Syrie : méfions-nous…

par Laurent Joffrin |  publié le 08/12/2024

Assad est tombé : ce n’est que juste châtiment pour un boucher sanguinolent et soulagement pour les Syriens. Mais est-on si sûr de l’innocuité de ceux qu’on nous présente comme des « islamistes modérés » ?

Laurent Joffrin

On se réjouit de la chute de Bachar El Assad. On a raison. Ce tortionnaire à tête de comptable, qui a plongé son peuple dans un malheur sans nom après l’avoir systématiquement bombardé, était une honte de l’humanité. Depuis des décennies, il maintenait son pouvoir en vie par l’accumulation des tueries, appuyant son mode de vie de satrape dégingandé sur une bande d’exécuteurs impitoyables et corrompus. Et dire qu’un président français, se croyant un génie de la realpolitik, l’avait invité à assister au défilé du 14 juillet, censé célébrer l’avènement des droits de l’Homme !

Affaibli par le printemps arabe, Assad a survécu par la répression, mais aussi en raison de la pusillanimité de Barak Obama. Prêt à intervenir aux côtés des États-Unis pour punir un dictateur usant d’armes chimiques contre ses compatriotes, François Hollande avait lucidement décidé de frapper le tyran. Le président américain a reculé au dernier moment devant une intervention qui aurait pourtant pu faire basculer le sort de la Syrie.

Ce que les démocraties n’ont pas voulu faire, les rebelles syriens l’ont donc réalisé. Ils démontrent que les dictatures, sans légitimité ni soutien populaire, sont le plus souvent des régimes fragiles. Mais ces rebelles sont aussi des islamistes : voilà le problème. On les dit « modérés ». Mais qui n’a compris que cet adjectif qu’on leur accole débouche sur un oxymore ? Le nouveau pouvoir se recommande, non de la tolérance ou de la liberté, mais de la charia. Est-ce rassurant ? Il montre patte blanche, certes, mais partout ses homologues alimentent le terrorisme et oppriment leur population. Du coup, les interrogations suscitées par cette victoire sont redoutables.

Un peu de mémoire : les mêmes manifestations de joie qu’on observe à Damas ont entouré naguère la chute de Najibullah en Afghanistan, de Saddam Hussein en Irak, de Kadhafi en Libye, de Moubarak en Égypte ou de Ben Ali en Tunisie. À chaque fois, il s’en est suivi de cruelles déceptions : guerre civile, montée en puissance du djihadisme ou victoire électorale de l’islamisme suivie d’un retour à la dictature. On serait prudent à moins.
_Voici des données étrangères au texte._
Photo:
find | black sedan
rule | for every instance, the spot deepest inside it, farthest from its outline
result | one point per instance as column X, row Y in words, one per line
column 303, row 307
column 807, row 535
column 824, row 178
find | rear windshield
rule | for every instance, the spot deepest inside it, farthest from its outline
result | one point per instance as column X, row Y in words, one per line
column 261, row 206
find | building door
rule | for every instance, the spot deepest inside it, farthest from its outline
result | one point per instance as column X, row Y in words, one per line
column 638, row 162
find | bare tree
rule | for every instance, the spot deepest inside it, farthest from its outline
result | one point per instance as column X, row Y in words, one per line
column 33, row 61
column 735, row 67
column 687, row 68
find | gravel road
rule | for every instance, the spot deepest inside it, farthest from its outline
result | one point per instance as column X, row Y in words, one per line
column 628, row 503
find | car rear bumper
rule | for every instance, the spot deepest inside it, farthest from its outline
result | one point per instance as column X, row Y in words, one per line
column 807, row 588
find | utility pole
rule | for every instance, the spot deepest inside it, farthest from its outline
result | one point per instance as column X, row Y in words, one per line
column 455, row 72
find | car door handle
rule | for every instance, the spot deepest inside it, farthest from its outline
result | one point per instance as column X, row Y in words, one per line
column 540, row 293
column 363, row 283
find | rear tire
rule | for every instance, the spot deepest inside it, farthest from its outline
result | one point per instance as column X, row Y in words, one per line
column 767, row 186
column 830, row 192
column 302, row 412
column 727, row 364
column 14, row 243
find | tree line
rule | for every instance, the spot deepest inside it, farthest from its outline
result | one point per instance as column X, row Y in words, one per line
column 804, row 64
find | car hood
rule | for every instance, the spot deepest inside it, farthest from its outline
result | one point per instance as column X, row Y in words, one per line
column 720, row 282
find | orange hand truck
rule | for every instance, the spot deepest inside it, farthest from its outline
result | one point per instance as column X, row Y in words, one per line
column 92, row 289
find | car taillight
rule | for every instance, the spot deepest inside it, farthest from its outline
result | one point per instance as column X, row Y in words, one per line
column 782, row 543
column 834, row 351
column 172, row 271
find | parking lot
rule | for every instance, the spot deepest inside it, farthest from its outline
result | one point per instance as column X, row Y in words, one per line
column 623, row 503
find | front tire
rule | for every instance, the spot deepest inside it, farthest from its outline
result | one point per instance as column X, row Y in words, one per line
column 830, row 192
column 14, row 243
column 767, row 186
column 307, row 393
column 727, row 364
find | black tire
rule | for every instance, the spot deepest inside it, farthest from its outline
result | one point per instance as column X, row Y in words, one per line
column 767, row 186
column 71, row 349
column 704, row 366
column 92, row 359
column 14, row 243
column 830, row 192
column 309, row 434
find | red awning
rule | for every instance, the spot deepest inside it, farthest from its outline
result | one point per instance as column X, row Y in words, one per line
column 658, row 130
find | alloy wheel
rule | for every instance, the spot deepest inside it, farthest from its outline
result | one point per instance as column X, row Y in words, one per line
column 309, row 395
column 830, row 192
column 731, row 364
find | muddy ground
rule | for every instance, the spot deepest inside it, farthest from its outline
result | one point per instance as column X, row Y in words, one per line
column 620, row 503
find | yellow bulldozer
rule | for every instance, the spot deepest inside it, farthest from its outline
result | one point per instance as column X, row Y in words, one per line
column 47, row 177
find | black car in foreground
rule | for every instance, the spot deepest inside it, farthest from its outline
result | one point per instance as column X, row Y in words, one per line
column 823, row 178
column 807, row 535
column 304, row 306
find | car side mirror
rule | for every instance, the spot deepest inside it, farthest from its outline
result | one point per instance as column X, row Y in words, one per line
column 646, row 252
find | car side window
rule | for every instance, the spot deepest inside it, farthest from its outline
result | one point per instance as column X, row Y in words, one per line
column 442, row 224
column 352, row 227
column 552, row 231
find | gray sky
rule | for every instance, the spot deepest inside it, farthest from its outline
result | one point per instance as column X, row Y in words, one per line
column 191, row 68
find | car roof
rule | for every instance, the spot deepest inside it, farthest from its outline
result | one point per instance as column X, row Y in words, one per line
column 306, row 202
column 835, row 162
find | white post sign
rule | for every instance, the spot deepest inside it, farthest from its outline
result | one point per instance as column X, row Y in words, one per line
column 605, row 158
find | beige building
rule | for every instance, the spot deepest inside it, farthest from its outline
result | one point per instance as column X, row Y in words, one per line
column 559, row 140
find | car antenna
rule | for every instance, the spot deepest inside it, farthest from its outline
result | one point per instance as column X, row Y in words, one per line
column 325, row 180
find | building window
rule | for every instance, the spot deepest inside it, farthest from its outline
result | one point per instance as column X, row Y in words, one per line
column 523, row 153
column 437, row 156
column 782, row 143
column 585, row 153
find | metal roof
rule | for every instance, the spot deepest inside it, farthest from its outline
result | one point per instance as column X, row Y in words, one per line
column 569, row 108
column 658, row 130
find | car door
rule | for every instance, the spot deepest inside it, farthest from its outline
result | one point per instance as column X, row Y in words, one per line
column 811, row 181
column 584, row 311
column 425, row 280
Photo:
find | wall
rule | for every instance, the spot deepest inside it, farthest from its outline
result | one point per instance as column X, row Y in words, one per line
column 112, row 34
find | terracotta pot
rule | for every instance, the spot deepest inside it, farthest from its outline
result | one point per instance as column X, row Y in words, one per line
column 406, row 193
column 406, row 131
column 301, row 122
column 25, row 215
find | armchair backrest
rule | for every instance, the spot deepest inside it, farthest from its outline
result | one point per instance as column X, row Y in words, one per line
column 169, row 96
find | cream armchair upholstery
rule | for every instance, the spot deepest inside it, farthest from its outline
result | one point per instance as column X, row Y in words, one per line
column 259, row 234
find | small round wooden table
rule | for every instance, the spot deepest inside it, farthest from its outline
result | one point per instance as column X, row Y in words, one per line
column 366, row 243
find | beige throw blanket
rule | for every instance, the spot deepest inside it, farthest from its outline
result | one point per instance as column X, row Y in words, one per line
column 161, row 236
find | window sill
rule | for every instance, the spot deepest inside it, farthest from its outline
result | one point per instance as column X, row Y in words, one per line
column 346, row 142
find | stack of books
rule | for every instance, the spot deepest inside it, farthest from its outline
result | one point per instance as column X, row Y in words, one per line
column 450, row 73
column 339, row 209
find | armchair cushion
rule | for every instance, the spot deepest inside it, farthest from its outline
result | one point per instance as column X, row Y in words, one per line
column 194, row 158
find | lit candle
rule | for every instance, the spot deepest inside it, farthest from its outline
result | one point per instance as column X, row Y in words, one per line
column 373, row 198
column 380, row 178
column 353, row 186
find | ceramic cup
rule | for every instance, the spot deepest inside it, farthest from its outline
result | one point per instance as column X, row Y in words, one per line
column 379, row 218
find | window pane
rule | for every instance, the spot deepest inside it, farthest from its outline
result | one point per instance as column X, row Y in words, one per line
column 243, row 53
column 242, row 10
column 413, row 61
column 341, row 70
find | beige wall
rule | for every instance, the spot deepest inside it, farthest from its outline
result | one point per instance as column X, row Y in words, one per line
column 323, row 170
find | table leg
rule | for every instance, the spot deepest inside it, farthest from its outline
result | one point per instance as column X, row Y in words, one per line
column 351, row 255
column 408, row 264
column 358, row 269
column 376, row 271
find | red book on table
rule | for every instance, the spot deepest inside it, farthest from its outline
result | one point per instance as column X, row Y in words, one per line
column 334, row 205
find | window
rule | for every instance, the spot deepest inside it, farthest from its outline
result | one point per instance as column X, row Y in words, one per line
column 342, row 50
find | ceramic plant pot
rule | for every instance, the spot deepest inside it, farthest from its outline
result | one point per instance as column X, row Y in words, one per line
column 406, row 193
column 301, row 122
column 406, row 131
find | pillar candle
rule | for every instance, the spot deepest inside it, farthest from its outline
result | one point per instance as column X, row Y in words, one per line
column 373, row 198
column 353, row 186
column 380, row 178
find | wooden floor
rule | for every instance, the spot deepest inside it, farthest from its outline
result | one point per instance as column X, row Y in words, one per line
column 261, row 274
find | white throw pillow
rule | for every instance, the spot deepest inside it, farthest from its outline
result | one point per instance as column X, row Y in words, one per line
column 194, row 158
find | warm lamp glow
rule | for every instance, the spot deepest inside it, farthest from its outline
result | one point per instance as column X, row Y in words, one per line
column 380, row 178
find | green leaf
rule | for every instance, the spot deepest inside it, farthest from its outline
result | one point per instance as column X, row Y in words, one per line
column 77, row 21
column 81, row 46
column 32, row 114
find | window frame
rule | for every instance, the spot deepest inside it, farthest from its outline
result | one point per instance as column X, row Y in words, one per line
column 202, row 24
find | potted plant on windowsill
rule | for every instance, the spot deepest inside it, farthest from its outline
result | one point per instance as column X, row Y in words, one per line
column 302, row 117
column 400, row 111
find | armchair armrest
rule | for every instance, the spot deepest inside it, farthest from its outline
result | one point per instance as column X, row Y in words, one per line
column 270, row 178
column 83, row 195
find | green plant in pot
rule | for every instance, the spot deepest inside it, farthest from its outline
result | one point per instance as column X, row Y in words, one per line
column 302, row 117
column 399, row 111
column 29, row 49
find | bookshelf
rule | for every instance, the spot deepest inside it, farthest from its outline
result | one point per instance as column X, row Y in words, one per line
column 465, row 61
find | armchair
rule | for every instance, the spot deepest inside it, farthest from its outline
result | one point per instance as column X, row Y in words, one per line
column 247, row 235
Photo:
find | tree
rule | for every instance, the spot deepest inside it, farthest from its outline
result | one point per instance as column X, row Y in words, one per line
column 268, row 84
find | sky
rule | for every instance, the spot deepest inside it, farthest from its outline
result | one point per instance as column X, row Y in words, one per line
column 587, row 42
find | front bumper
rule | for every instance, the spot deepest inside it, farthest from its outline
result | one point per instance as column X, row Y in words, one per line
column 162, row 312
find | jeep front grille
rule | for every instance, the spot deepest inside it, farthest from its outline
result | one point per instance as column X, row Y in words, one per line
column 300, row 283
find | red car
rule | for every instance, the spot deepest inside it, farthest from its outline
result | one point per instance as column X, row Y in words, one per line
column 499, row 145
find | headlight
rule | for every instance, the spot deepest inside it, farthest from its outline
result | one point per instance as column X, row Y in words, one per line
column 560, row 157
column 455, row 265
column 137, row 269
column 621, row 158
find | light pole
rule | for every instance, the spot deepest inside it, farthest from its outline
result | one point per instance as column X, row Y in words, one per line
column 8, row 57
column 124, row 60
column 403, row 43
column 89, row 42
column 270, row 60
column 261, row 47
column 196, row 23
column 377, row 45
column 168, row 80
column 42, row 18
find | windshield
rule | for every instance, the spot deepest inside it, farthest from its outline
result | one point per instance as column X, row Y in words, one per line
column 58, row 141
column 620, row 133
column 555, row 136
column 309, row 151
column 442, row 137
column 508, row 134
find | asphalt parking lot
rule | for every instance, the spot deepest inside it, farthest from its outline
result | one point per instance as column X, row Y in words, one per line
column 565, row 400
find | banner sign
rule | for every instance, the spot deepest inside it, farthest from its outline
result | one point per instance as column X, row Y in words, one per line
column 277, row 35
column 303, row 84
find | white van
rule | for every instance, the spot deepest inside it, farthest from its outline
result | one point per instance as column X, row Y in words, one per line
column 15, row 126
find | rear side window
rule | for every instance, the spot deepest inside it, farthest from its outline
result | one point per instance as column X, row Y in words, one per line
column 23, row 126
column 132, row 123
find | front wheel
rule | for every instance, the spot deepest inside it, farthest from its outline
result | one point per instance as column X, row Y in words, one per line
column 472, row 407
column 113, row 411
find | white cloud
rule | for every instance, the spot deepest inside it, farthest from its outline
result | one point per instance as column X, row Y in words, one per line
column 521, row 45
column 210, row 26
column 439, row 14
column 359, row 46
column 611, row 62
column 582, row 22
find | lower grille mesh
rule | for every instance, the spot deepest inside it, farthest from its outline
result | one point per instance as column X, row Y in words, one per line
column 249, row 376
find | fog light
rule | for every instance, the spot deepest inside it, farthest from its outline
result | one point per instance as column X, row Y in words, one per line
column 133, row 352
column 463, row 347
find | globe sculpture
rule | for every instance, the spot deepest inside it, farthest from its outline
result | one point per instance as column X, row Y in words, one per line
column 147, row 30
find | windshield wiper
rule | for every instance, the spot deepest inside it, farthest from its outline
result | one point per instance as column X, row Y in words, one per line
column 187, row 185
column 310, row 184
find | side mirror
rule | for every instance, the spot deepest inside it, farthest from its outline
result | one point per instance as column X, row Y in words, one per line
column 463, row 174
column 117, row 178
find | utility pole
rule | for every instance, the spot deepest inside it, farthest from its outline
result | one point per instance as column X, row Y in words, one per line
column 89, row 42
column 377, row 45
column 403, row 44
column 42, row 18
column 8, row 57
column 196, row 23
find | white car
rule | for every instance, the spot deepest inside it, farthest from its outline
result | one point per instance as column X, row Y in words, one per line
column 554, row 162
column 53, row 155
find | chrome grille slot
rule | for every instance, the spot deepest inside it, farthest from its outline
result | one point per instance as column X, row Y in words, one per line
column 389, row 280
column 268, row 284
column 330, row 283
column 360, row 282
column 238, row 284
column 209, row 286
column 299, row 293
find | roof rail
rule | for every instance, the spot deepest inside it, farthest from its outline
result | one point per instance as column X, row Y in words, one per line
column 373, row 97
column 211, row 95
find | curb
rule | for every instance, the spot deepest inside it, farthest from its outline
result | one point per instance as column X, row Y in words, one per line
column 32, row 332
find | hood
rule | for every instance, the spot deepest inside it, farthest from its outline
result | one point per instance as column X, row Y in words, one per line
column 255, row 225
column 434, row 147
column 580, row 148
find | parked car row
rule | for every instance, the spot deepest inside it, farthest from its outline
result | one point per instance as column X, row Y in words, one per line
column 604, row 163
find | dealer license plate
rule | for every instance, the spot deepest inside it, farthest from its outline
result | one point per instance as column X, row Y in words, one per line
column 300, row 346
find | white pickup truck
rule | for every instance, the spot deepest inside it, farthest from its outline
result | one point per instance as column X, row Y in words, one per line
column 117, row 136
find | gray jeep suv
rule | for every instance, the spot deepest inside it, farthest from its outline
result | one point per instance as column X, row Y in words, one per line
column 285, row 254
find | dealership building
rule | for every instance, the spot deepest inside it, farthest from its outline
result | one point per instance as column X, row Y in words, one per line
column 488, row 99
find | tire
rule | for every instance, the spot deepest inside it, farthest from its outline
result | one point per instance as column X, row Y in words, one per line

Les vainqueurs de Damas font des gestes rassurants et multiplient les bonnes paroles. Acceptons-en l’augure. Mais est-on sûr qu’ils sont prêts à garantir la sécurité des minorités religieuses en Syrie, celles qu’Assad ménageait par calcul ? Issus de l’intégrisme sunnite, sont-ils portés à l’indulgence envers les autres courants ? Et envers les femmes, auxquelles la charia, on le sait, ne sourit guère ?

Quel sort, enfin, pour le peuple kurde, allié fidèle des démocraties dans la région ? Les nouveaux maîtres de la Syrie sont liés, de près ou de loin, à la Turquie, laquelle est obsédée par la dissidence du PKK. Ainsi les valeureux combattants kurdes, qui ont joué un rôle décisif dans la lutte contre Daesh, se retrouvent, politiquement et géographiquement, pris entre le marteau turc et l’enclume islamiste. En cas de malheur, les démocraties viendront-elles à leur secours ?

Pas un instant, on l’a compris, il ne faut regretter, en quoi que ce soit, le régime d’Assad. Mais face à l’avènement de ces « islamistes modérés », on aurait grand tort de jouer les naïfs.